First, let's consider the region bounded by the given curves. From the graph, you correctly identified the limits of y, which are y=1 and y=2. Now, we need to find the corresponding x-values for these limits.
To do that, we can solve the equation y=ln(x) for x. Since ln is the natural logarithm with base e, we have:
e^y = x
Now, substitute the y-values into this equation to find the x-values:
When y=1, x=e^1=e
When y=2, x=e^2
So, the x-values corresponding to the limits of y are x=e and x=e^2.
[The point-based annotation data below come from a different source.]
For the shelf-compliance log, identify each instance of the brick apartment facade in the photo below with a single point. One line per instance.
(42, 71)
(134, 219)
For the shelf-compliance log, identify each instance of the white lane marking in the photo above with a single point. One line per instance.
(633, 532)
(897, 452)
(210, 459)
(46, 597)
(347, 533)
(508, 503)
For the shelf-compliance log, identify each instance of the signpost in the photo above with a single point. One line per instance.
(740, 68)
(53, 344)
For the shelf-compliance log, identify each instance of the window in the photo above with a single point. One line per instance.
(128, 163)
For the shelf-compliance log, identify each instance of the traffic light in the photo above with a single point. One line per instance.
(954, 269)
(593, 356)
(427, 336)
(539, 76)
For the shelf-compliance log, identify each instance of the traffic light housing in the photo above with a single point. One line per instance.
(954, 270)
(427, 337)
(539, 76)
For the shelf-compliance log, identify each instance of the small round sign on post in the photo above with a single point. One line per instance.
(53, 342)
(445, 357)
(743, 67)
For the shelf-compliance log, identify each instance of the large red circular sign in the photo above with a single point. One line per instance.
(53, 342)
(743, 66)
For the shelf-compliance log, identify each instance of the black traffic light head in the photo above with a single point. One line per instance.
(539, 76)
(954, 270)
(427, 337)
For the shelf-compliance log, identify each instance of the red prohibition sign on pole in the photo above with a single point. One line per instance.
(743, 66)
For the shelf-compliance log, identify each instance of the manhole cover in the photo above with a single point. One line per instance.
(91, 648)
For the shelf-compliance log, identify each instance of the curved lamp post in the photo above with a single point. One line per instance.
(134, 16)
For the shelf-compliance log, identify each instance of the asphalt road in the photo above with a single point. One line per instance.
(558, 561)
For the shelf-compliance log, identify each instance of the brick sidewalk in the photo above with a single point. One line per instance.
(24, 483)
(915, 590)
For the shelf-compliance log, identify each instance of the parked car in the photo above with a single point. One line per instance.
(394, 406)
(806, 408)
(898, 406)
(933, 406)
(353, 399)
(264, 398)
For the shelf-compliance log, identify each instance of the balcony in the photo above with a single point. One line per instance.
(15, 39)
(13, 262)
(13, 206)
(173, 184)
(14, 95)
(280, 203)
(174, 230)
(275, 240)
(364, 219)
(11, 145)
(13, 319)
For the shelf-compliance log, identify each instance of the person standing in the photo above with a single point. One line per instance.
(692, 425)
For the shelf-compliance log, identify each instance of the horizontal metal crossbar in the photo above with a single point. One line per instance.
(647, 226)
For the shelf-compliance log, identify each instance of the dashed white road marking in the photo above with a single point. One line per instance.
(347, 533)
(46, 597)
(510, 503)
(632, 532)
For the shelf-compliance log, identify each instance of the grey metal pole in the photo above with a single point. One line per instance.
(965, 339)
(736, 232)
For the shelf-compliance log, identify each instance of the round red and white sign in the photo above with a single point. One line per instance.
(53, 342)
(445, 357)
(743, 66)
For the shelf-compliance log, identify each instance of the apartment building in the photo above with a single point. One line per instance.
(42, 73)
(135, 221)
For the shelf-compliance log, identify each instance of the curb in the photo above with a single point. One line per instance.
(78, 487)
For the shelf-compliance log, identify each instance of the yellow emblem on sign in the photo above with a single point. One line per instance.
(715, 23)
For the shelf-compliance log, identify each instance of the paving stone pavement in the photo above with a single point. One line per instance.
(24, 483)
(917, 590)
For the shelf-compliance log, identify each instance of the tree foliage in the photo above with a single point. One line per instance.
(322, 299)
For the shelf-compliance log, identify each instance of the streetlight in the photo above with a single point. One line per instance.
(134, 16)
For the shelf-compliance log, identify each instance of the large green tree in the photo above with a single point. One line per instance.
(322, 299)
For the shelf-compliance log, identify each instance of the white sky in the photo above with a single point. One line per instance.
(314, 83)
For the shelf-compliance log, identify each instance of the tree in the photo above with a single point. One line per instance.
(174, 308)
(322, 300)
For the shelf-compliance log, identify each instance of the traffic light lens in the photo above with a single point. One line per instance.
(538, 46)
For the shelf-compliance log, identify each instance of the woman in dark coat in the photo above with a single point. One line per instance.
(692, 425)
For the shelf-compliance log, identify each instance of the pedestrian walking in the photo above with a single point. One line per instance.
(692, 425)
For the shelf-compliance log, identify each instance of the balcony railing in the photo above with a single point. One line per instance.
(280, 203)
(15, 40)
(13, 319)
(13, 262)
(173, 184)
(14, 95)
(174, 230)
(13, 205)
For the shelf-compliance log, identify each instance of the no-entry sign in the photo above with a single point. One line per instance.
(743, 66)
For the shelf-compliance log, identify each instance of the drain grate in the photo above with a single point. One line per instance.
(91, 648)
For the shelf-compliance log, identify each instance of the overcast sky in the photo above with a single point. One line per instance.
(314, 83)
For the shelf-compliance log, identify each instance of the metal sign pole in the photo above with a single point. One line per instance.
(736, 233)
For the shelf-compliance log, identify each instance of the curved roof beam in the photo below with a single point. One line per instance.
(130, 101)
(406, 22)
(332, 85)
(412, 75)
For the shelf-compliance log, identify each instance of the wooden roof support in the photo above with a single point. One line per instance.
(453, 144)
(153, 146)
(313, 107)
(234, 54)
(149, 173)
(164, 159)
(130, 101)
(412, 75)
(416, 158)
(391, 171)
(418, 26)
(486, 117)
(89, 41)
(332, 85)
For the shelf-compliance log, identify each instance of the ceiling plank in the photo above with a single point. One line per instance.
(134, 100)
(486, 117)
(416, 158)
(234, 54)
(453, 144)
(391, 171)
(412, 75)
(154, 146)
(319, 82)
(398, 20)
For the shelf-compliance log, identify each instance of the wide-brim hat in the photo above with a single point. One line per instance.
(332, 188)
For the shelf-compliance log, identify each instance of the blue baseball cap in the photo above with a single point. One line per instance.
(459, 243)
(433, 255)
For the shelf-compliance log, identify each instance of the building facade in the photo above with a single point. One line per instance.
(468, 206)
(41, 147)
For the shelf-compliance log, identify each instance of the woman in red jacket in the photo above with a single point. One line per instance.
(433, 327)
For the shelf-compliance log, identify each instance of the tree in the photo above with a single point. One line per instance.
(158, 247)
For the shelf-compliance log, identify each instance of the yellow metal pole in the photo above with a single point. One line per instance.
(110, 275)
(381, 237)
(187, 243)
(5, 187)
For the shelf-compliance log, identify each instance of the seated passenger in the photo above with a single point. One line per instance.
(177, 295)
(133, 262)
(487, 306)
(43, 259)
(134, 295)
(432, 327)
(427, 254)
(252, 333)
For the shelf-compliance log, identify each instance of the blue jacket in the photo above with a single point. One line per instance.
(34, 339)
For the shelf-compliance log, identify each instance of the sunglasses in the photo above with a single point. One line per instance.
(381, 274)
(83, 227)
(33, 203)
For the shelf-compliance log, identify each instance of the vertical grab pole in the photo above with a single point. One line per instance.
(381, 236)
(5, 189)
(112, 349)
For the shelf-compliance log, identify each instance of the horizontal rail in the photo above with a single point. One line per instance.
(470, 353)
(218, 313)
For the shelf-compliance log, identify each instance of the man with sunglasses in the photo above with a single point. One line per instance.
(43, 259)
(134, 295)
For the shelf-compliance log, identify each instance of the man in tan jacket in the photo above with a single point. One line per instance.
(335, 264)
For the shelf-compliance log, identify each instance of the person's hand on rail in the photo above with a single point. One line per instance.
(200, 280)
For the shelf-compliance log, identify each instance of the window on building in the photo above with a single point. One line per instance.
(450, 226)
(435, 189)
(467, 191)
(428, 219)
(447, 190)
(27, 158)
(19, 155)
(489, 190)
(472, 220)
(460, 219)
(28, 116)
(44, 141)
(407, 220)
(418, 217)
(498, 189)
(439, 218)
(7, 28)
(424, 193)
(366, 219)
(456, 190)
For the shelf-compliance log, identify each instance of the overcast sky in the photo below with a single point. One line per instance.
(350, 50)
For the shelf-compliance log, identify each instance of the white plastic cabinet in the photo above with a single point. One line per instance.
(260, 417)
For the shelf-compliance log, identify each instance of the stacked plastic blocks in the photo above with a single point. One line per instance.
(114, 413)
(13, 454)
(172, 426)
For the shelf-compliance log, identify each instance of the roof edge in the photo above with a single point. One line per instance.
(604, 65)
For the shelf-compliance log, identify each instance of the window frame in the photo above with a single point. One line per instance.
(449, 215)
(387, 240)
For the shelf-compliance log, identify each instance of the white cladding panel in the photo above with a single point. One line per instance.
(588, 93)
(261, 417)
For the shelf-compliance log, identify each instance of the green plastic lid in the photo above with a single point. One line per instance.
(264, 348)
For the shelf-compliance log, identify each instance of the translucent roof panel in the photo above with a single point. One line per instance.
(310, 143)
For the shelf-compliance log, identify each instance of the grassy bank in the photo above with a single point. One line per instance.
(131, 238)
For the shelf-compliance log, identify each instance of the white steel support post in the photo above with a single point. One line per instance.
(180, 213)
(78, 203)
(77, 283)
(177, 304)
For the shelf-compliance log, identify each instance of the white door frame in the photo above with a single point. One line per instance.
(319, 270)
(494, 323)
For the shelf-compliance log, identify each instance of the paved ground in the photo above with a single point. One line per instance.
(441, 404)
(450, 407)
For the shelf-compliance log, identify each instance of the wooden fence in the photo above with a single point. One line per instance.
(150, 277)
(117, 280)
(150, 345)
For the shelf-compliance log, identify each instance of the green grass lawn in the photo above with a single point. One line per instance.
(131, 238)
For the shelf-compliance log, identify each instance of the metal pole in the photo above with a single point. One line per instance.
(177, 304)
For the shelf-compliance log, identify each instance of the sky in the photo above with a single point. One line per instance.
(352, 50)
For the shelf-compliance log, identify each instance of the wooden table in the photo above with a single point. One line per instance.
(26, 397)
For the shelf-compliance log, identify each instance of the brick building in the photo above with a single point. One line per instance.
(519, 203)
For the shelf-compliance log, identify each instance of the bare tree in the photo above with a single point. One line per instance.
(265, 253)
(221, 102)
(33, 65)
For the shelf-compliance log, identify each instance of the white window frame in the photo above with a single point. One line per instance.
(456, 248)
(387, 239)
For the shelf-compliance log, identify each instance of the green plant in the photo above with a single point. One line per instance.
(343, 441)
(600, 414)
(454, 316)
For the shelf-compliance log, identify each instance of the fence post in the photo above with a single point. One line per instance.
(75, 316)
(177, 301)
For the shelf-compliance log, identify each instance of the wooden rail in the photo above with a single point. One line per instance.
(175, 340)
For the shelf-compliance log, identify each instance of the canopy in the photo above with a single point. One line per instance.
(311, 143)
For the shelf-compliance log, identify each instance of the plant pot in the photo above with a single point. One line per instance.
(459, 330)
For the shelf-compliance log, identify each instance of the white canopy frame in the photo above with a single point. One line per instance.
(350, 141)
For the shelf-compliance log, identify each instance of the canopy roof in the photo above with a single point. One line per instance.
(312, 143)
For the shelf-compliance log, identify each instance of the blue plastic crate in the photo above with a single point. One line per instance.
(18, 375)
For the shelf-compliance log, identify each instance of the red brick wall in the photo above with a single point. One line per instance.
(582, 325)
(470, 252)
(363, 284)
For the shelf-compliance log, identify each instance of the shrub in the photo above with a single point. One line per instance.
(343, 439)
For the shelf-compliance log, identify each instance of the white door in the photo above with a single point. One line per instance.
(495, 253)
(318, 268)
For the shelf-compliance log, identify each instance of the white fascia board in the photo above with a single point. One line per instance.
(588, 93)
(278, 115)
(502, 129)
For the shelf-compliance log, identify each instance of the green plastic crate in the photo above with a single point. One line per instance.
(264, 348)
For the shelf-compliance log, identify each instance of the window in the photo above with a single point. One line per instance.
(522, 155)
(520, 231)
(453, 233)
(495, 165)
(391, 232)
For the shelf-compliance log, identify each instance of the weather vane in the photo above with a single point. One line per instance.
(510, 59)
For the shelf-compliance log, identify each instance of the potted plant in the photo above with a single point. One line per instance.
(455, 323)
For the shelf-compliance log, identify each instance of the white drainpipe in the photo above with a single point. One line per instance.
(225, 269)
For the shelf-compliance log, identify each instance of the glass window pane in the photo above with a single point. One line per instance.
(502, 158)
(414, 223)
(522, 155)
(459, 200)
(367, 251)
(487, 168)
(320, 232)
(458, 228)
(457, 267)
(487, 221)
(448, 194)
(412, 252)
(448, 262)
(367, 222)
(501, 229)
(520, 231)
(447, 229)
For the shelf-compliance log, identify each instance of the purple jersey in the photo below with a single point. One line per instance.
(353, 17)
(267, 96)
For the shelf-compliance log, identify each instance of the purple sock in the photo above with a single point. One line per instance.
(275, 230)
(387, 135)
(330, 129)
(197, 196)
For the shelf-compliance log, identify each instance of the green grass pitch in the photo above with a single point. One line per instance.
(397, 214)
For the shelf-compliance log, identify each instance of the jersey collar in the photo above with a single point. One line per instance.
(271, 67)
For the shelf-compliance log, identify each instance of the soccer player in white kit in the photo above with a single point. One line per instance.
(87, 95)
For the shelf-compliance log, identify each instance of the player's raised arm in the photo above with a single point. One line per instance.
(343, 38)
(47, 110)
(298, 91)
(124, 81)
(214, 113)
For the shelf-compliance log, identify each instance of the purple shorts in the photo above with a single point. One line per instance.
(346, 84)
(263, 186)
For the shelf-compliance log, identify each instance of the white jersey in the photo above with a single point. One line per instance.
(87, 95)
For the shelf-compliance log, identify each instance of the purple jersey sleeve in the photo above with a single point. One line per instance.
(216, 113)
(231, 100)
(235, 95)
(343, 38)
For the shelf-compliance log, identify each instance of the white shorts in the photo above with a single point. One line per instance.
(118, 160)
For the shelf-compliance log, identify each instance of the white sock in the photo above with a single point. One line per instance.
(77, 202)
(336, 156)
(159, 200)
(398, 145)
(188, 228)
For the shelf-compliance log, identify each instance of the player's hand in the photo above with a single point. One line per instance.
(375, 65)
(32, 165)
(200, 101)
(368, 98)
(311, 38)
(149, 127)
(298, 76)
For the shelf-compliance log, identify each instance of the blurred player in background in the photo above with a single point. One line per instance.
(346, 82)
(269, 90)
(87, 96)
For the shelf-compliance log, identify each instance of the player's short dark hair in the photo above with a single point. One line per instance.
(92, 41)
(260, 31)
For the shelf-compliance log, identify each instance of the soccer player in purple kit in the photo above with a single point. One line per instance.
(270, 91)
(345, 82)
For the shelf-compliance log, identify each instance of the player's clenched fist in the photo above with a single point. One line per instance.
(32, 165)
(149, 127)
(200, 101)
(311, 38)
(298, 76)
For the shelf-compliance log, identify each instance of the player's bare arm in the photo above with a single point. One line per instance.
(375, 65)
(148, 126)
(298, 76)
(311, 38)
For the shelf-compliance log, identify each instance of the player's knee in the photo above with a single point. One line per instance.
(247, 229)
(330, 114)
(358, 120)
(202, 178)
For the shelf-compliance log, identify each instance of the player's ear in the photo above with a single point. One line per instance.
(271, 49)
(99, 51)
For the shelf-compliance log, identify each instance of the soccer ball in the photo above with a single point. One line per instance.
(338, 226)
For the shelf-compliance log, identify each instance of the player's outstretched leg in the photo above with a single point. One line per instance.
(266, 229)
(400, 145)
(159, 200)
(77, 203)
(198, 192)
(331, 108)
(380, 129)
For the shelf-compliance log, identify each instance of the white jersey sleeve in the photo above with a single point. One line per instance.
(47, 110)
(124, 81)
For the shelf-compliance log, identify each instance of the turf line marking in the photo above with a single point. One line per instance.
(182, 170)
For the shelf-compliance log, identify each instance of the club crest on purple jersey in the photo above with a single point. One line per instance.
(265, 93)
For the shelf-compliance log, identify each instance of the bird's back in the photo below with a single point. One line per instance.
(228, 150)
Now, let's think about the method to calculate the volume. Since we are rotating the region about the y-axis, we need to use the method of cylindrical shells.
Each cylindrical shell has a height of dy, a radius of r, and a thickness of dx (or dy, in this case, since we are integrating with respect to y). The radius of each shell is the distance of the point on the curve y=ln(x) from the y-axis, which is given by r=e^y.
The volume of each shell is given by the formula: dV = 2πrhdy, where r is the radius and h is the height.
Now, we can set up the integral to find the total volume:
V = ∫[from y=1 to y=2] (2πe^y)dy
Simplifying and integrating, we get:
V = 2π ∫[from y=1 to y=2] (e^y)dy
Integrating e^y gives us e^y, so the integral becomes:
V = 2π [e^y] [from y=1 to y=2]
V = 2π (e^2 - e)
Therefore, the volume of the solid generated by revolving the given region about the y-axis is 2π (e^2 - e).
I hope this explanation helps you understand the process of finding the volume in this problem! Let me know if you have any further questions.